As I noted yesterday, this week is exam week at my current institution.  I have discussed final exams a few times in this webspace, albeit with varying degrees of specificity.  Something about the finality of the exercise of siting for a final exam provokes thought, and even amid the grading that exams entail (or ought to, although I have known of professors who did not grade the final efforts of their students), there is time for that thought.  There is cognitive space that calls for filling, often through introspection and consideration of what is ending, but not always.

For example, early in my graduate career, I annoyed my office mates during final exam time.  I did not do so overtly or through the usual devices of pestering them with inanities or physical distractions (except, perhaps, for the woman who is now my wife).  Rather, I annoyed them through the ostentatious display of my unconcern; while they frenetically put together final projects and shuffled through stacks of paperwork, I sat comfortably and read--and not even for work, but for pleasure.  I admit that I did not act well in ensuring that I was seen to be otherwise concerned, to be nonchalant about my performance.  I need not have been so blatant about being done and confident in being done (although my chair in the office was far more comfortable than that in my dorm room or in the library, the other two places I would have been able to sit so long at my ease, and the comfort of my chair is important to me).

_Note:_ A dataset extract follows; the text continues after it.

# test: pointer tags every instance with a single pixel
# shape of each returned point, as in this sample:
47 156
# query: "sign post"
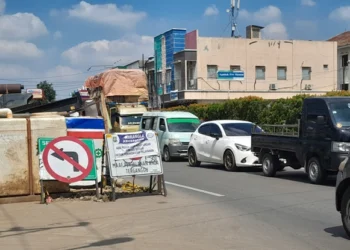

Now as then, however, I treasure the reading time that exam weeks tend to allow.  Although, as I note, time is taken up by grading (that onerous, hateful task) during the week, and I certainly have enough of it to do in the next few days, I am relieved of the tasks of lesson planning and executing those lessons.  (It is not that I do not enjoy them, but they do take up time.)  The relief opens time for me to sit comfortably and catch up on the reading too much neglected during the headlong rush that is a term of full-time teaching (and if I teach fewer classes now than in the past, I spend more time on each class, so that I am not gaining any freedom through the lighter course load).  So far, I have read from recent issues of The Magazine of Fantasy & Science Fiction, to which I have subscribed since 1999 (surprising, I know).  I know also that I will take up some of the journals to which I have subscribed for several years, as well; I have noted (here) that I have not been so diligent in reading them, partly through the loss of time easily dedicated to them.  Several back issues are stacked on my desks at home and at work, and I will be poring over them before long, either this week or during the break between terms.

The "break" is busy for me, as for many of my colleagues.  The "time off" afforded those in the ivory tower--even in the basement or on the lobby floor--is not so idle as people want to portray it as being.  Exam week, however, offers the chance for some start on its tasks, for which I am grateful.